Task Details Personas
1 AWS budget reporting Monitoring and review of budgets to make sure project teams take actions to remain within their agreed utilisation. Finance team, Administrators
2 Financial reporting and cross charging Mechanisms to report and provide visibility into cloud spend across the organisation. If appropriate setup cross charging mechanisms to attribute cloud spend to specific line of business unit or project team budgets. Finance team

Project teams

Beyond operating within the parameters defined in the onboarding documentation and training, project teams should be looking for ways to improve working practices across the organisation. They should be highlighting points of friction and opportunities for innovation with the landing zone operating team. This enables a culture of continual improvement to be adopted, helping the organisation make use of cloud more effectively.

Conclusion

UK public sector bodies look to the NCSC for guidance on how to build securely in public cloud.
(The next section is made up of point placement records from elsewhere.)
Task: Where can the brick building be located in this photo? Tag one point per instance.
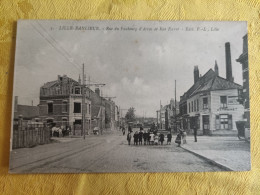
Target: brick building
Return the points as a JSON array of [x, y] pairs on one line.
[[243, 59], [61, 104], [211, 104]]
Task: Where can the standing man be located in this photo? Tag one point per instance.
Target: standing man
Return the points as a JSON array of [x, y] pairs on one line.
[[195, 132]]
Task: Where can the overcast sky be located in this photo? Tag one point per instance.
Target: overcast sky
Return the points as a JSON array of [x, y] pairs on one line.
[[138, 67]]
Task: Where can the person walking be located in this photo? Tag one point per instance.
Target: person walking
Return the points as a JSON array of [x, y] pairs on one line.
[[161, 138], [123, 130], [130, 129], [141, 137], [145, 137], [178, 139], [136, 137], [129, 137], [151, 139], [156, 139], [184, 135]]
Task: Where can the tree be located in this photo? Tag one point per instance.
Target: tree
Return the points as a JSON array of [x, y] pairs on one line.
[[130, 115]]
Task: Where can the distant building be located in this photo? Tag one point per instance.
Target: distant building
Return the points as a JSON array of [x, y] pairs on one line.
[[243, 59], [212, 101], [61, 104], [26, 112], [166, 115], [97, 109]]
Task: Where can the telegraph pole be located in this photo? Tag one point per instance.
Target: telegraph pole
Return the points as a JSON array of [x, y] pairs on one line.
[[83, 103], [175, 110]]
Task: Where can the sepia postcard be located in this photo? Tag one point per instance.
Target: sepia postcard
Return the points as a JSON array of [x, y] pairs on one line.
[[130, 96]]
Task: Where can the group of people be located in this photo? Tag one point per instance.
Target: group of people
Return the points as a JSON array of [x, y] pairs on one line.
[[181, 135], [147, 137]]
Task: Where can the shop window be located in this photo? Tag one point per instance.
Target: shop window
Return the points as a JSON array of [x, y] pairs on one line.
[[65, 106], [224, 121], [223, 101], [77, 107], [205, 103]]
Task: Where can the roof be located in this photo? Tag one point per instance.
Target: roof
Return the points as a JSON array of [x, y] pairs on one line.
[[210, 81], [27, 112], [53, 83]]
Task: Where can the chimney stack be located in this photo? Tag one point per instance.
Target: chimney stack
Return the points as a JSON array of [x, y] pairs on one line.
[[196, 74], [216, 68], [97, 91], [228, 63]]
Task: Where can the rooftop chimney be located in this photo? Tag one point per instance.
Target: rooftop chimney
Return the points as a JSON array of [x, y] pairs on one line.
[[228, 63], [196, 74], [97, 91], [216, 68]]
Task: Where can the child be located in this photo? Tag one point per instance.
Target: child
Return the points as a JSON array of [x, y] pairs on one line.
[[136, 138]]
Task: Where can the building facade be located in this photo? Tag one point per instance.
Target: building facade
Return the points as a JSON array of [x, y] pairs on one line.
[[61, 104], [211, 104], [244, 95], [166, 115]]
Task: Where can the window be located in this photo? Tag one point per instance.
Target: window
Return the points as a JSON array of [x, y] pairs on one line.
[[50, 108], [223, 101], [65, 106], [224, 121], [77, 107], [77, 90], [205, 103]]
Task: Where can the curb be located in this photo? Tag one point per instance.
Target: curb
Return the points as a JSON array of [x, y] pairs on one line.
[[209, 160]]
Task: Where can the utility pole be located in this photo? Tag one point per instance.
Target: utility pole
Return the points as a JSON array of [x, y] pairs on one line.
[[160, 114], [83, 103], [175, 110]]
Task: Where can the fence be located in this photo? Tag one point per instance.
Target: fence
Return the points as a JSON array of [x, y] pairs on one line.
[[28, 134]]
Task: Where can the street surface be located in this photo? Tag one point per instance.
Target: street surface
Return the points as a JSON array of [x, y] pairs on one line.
[[109, 152]]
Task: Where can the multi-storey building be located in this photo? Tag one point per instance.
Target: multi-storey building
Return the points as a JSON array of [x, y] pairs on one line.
[[244, 96], [61, 104], [211, 103], [166, 115]]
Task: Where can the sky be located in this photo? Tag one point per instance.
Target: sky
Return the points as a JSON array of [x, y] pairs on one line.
[[138, 61]]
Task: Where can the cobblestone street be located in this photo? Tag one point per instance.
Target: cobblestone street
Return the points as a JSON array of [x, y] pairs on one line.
[[105, 153]]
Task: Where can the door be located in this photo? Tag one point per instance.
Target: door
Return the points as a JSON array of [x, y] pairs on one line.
[[205, 121]]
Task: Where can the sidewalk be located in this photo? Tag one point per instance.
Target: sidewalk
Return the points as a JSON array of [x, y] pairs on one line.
[[227, 152]]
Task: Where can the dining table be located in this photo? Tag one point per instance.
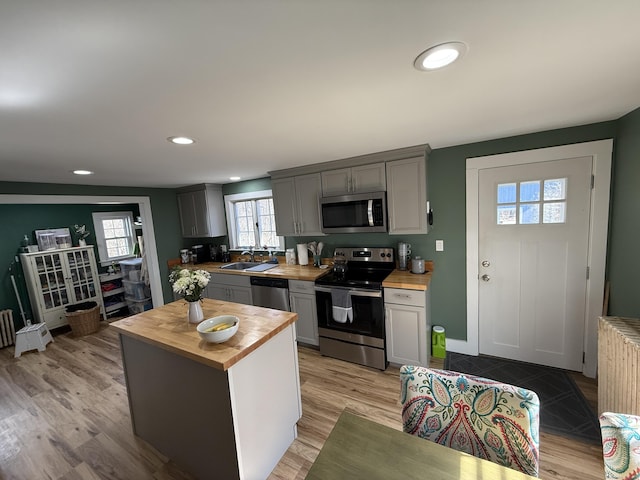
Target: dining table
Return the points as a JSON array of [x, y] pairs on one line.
[[358, 448]]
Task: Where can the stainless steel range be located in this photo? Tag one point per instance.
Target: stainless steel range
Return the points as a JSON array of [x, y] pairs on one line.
[[351, 308]]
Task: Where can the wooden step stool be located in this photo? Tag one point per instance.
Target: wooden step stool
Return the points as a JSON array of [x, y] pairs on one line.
[[32, 337]]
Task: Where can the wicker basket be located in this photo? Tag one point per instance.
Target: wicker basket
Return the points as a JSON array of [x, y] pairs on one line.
[[84, 322]]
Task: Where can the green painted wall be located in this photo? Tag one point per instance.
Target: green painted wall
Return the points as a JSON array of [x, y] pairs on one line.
[[20, 220], [23, 219], [446, 180], [623, 263], [446, 183]]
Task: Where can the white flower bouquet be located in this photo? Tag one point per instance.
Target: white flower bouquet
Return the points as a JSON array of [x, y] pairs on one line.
[[189, 284]]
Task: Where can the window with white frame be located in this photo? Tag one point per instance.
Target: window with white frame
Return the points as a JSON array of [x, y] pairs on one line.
[[251, 221], [115, 235]]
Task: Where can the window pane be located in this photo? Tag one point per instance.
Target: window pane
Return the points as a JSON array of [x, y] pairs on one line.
[[554, 212], [530, 191], [507, 193], [245, 239], [530, 214], [507, 214], [555, 189]]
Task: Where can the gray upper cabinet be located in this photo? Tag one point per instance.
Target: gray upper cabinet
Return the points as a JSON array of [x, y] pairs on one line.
[[407, 196], [202, 211], [295, 201], [360, 179]]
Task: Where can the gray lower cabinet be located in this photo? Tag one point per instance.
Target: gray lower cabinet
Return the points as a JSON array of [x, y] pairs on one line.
[[302, 297], [230, 288], [407, 324], [407, 196]]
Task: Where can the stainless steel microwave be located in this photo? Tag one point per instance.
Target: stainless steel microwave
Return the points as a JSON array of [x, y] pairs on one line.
[[355, 213]]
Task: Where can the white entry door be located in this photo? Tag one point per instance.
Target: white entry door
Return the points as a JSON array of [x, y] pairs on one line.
[[533, 243]]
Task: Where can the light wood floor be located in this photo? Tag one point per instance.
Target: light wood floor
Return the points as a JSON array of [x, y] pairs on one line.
[[64, 415]]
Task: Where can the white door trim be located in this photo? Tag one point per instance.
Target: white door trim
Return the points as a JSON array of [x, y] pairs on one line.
[[601, 151], [148, 232]]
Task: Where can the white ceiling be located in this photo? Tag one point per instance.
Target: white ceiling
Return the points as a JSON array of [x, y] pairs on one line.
[[269, 84]]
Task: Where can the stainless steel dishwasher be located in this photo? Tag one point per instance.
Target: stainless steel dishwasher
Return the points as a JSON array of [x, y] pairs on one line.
[[270, 293]]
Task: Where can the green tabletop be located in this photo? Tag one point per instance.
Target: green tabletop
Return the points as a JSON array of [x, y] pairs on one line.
[[358, 448]]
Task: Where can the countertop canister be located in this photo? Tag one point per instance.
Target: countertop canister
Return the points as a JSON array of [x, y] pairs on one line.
[[417, 265], [303, 254]]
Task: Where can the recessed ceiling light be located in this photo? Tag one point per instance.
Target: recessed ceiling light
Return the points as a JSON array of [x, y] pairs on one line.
[[440, 56], [181, 140]]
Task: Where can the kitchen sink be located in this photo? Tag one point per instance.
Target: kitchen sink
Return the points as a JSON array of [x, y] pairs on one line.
[[239, 265], [249, 266]]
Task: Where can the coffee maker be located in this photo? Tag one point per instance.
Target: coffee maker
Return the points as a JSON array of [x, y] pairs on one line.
[[201, 253]]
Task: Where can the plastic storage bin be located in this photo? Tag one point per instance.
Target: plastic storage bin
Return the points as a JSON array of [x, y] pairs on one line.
[[136, 290], [139, 306], [128, 266], [438, 342]]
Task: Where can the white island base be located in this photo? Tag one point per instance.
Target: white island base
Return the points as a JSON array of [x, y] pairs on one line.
[[228, 424]]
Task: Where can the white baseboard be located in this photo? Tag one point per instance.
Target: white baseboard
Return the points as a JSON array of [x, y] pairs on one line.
[[461, 346]]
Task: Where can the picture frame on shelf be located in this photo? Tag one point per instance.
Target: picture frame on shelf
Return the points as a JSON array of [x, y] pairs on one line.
[[53, 239]]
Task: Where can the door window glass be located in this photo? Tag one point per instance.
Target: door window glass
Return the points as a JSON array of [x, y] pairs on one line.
[[521, 203]]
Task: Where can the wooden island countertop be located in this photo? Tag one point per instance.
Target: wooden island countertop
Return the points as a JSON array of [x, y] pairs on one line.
[[167, 327]]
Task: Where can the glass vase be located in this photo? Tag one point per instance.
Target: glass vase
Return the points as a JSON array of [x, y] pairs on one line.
[[195, 312]]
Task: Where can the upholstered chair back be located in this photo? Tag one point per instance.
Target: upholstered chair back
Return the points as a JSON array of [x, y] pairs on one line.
[[488, 419], [621, 445]]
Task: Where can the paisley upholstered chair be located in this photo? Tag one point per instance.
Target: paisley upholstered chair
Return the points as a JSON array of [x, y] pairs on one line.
[[621, 445], [490, 420]]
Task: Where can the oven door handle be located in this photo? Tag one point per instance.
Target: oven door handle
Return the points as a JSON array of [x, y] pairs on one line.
[[353, 292]]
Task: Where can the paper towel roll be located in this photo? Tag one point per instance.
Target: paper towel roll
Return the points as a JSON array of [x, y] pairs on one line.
[[303, 254]]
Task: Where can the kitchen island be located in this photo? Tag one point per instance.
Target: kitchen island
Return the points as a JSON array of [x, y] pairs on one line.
[[218, 410]]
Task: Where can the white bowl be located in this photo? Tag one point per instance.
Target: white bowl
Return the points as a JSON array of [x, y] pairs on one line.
[[221, 335]]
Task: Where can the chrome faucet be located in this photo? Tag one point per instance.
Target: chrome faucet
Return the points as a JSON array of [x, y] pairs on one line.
[[252, 257]]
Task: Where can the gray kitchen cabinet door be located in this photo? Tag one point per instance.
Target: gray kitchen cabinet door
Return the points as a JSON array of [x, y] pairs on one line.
[[202, 211], [407, 196], [336, 182], [284, 205], [308, 188], [369, 178], [361, 179], [296, 205], [407, 326], [187, 214], [303, 302]]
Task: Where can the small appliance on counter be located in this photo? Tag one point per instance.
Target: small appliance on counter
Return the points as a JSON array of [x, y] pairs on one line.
[[201, 253], [225, 256]]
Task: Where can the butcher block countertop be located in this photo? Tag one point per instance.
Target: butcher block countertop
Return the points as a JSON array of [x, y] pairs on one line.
[[290, 272], [397, 279], [410, 281], [167, 327]]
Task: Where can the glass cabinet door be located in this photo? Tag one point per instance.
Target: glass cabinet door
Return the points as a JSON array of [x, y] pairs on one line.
[[51, 280], [82, 281]]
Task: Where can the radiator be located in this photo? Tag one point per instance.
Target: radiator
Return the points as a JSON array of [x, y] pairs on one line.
[[7, 330], [619, 365]]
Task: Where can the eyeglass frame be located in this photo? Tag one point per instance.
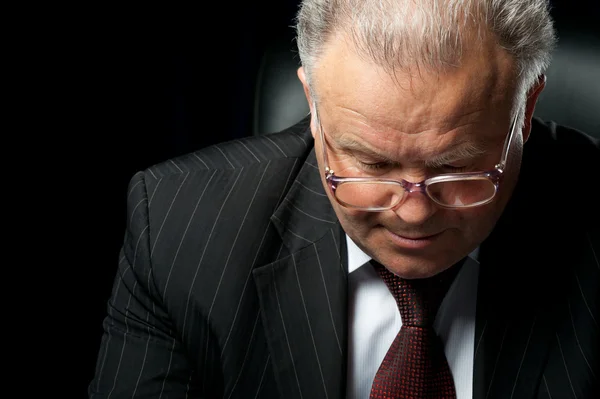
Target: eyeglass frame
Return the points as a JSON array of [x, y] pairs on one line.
[[493, 175]]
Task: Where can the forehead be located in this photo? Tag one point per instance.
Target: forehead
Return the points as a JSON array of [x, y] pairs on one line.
[[354, 91]]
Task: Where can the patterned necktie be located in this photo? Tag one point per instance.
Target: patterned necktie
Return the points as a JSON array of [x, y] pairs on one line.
[[415, 366]]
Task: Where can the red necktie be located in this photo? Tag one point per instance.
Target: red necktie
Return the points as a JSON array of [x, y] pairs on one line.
[[415, 366]]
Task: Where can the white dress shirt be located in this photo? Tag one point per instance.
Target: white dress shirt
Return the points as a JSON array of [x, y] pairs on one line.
[[374, 321]]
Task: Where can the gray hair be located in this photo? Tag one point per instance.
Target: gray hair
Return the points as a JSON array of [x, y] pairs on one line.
[[402, 34]]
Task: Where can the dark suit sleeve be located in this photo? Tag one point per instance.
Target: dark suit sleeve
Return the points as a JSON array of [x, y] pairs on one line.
[[140, 355]]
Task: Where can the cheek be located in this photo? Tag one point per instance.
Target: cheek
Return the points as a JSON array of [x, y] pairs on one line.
[[475, 224], [356, 222]]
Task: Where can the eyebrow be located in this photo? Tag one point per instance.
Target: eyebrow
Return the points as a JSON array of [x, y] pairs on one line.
[[462, 151]]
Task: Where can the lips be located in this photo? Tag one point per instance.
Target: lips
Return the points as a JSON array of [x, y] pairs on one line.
[[416, 237]]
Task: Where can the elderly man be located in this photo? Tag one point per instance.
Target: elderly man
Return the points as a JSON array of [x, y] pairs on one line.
[[419, 235]]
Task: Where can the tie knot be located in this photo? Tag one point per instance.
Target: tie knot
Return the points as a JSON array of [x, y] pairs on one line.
[[418, 299]]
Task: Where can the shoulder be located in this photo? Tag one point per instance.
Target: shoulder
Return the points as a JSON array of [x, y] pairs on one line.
[[224, 177], [563, 148], [248, 152]]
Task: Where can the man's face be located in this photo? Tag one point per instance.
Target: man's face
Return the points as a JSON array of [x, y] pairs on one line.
[[388, 126]]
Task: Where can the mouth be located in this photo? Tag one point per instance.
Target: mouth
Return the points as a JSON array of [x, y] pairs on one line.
[[413, 241]]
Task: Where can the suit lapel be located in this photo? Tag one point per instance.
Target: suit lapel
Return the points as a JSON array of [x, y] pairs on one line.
[[303, 295]]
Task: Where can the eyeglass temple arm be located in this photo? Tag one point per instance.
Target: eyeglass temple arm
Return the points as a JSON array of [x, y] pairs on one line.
[[507, 143]]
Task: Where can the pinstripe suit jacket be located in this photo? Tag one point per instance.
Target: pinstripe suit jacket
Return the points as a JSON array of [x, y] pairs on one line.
[[232, 278]]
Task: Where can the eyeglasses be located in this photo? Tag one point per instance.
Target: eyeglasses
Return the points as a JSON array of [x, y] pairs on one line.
[[452, 190]]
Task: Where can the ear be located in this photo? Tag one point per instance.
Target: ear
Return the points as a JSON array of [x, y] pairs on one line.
[[302, 77], [532, 97]]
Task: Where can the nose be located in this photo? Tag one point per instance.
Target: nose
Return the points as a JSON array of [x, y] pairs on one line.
[[416, 208]]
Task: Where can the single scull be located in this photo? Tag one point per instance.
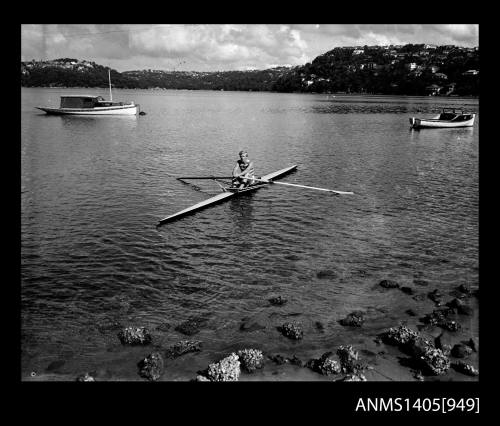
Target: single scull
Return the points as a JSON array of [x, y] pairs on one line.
[[225, 195]]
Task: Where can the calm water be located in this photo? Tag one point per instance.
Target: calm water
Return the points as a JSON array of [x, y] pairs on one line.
[[92, 190]]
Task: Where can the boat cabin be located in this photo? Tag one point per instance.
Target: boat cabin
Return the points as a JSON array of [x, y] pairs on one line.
[[451, 115], [82, 102]]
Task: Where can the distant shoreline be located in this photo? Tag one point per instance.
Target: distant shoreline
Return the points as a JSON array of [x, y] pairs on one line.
[[157, 89]]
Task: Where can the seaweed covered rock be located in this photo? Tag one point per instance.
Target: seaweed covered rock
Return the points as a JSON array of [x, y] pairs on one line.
[[474, 344], [354, 377], [277, 301], [295, 360], [441, 318], [249, 325], [388, 284], [464, 368], [135, 336], [278, 359], [250, 359], [354, 319], [183, 347], [325, 364], [436, 296], [435, 361], [151, 367], [422, 350], [461, 351], [85, 378], [349, 359], [418, 346], [291, 330], [226, 370], [400, 335], [444, 342]]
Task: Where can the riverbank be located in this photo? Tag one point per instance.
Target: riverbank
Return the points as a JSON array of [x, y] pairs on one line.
[[380, 359]]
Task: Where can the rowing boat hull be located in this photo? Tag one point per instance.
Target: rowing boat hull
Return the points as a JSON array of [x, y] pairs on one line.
[[225, 195], [130, 109], [434, 123]]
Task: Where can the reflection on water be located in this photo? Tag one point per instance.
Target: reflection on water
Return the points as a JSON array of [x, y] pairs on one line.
[[93, 260]]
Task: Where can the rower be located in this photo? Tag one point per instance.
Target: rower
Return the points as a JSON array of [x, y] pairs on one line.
[[243, 171]]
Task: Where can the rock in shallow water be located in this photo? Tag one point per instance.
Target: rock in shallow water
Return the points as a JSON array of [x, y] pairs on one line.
[[292, 330], [389, 284], [325, 364], [135, 336], [463, 367], [183, 347], [151, 367], [278, 301], [250, 359], [226, 370]]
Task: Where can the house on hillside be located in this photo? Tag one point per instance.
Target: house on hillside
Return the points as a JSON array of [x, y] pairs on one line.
[[433, 89]]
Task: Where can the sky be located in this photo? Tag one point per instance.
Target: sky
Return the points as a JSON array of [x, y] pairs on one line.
[[217, 47]]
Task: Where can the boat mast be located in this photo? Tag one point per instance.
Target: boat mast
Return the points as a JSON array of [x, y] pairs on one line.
[[110, 93]]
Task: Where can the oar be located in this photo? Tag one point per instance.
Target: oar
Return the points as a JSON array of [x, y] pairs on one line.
[[303, 186]]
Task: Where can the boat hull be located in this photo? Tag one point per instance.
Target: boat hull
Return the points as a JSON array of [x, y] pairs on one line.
[[419, 123], [225, 195], [130, 109]]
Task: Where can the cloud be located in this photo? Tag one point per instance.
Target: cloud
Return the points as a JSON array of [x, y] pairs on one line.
[[222, 47]]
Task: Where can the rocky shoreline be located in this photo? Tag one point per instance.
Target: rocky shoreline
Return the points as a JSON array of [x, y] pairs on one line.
[[434, 349]]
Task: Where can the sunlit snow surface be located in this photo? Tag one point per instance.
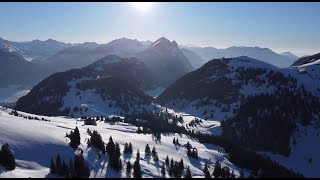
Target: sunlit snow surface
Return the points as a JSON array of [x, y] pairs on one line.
[[34, 142]]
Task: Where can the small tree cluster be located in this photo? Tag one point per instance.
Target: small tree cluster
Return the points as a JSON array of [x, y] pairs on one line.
[[128, 148], [74, 137], [223, 172], [176, 142], [193, 153], [7, 159], [154, 154], [113, 151], [176, 168], [96, 141], [147, 150], [90, 121], [136, 167]]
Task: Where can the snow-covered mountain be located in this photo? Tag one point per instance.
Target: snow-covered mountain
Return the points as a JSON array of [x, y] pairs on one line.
[[290, 55], [307, 59], [87, 53], [14, 70], [195, 60], [111, 85], [251, 98], [166, 60], [263, 54], [34, 50], [123, 47], [35, 142]]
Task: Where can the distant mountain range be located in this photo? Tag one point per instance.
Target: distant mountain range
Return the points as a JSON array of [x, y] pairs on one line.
[[166, 59], [263, 54]]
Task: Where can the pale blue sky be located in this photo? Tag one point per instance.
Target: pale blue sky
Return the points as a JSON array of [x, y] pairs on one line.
[[282, 27]]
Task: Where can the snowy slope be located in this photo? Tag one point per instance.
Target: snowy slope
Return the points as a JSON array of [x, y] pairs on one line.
[[33, 147]]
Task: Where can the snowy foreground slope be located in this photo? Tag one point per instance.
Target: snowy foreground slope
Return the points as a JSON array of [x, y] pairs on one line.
[[34, 142]]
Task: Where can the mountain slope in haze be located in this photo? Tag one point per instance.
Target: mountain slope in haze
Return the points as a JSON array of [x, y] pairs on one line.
[[251, 98], [34, 143], [195, 60], [263, 54], [34, 50], [306, 60], [290, 55], [14, 70], [166, 60], [111, 85], [87, 53]]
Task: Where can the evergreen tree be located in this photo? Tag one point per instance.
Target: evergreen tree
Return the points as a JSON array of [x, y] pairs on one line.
[[163, 170], [130, 148], [147, 150], [110, 146], [96, 141], [232, 174], [154, 152], [129, 167], [59, 169], [52, 166], [188, 146], [188, 173], [137, 170], [71, 168], [74, 138], [167, 160], [181, 165], [138, 155], [126, 148], [241, 174], [206, 171], [217, 169], [7, 159]]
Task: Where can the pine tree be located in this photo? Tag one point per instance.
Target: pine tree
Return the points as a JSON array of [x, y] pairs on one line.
[[126, 148], [138, 156], [167, 160], [188, 173], [181, 165], [232, 174], [110, 146], [7, 159], [136, 170], [188, 145], [217, 169], [163, 170], [71, 168], [154, 152], [129, 167], [130, 148], [52, 167], [75, 138], [147, 150], [241, 174], [59, 169], [206, 171]]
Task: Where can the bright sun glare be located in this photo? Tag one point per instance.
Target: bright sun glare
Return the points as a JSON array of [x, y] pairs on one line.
[[142, 6]]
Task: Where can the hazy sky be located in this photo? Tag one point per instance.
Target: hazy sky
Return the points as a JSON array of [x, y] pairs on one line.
[[282, 27]]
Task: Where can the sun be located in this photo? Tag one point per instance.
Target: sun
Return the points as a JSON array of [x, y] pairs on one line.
[[142, 6]]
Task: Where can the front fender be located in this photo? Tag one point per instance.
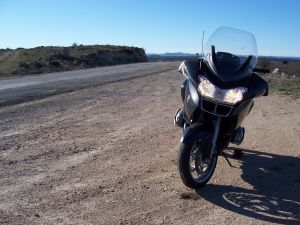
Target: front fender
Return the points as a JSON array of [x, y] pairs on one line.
[[197, 131]]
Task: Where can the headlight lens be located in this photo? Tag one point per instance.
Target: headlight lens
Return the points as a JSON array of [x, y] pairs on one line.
[[230, 96]]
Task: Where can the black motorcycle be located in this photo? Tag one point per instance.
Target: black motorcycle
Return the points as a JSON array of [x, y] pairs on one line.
[[218, 94]]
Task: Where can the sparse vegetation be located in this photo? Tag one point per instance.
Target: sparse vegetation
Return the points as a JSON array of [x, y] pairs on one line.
[[52, 59], [284, 77]]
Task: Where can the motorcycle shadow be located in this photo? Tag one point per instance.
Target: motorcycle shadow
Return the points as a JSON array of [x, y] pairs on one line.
[[275, 196]]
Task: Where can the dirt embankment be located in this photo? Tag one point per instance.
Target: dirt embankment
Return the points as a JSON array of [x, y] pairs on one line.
[[52, 59], [107, 155]]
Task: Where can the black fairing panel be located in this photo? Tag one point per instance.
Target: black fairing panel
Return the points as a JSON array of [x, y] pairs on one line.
[[239, 112], [257, 87], [183, 87], [197, 131], [191, 100]]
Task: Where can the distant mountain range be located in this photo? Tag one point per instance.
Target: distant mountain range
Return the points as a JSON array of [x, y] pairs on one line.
[[171, 54], [182, 54]]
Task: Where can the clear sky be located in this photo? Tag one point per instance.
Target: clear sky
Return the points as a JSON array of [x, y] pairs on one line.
[[156, 25]]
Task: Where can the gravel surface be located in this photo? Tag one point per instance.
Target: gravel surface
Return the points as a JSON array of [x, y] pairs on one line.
[[107, 155]]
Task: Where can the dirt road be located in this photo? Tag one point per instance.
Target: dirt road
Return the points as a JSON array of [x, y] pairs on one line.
[[106, 155]]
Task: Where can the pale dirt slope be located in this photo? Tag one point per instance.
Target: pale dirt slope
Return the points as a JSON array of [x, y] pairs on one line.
[[106, 155]]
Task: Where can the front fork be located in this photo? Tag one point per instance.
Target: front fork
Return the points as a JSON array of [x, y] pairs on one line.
[[217, 124]]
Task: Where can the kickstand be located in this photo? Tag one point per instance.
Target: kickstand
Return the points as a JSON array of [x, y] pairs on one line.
[[225, 156]]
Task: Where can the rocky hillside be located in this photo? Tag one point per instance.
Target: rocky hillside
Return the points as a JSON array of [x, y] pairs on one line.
[[53, 59]]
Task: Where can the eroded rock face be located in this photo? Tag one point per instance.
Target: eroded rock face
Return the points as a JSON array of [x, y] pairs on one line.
[[276, 71]]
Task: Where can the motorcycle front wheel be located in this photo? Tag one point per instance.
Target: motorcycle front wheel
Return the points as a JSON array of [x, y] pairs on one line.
[[195, 163]]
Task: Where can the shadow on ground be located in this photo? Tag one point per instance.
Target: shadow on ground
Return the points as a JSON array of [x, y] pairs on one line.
[[275, 196]]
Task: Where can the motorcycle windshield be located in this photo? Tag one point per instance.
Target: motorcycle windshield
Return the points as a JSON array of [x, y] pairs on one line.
[[231, 54]]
This blog post has explained some of the fundamentals required to deploy and operate the LZA in a manner that meets NCSC guidance. By following this guidance, UK public sector organisations can rapidly implement a secure AWS foundation that aligns to the NCSC guidance on using a cloud securely, enabling them to unlock the value of cloud.

The Landing Zone Accelerator on AWS is an open-source solution developed by AWS to help regulated customers get started using the AWS Cloud. The solution comes at no additional cost; customers only pay for the cloud services they use as part of the solution. We recommend that customers start exploring the value of the AWS Cloud by following the guidance outlined in this blog post.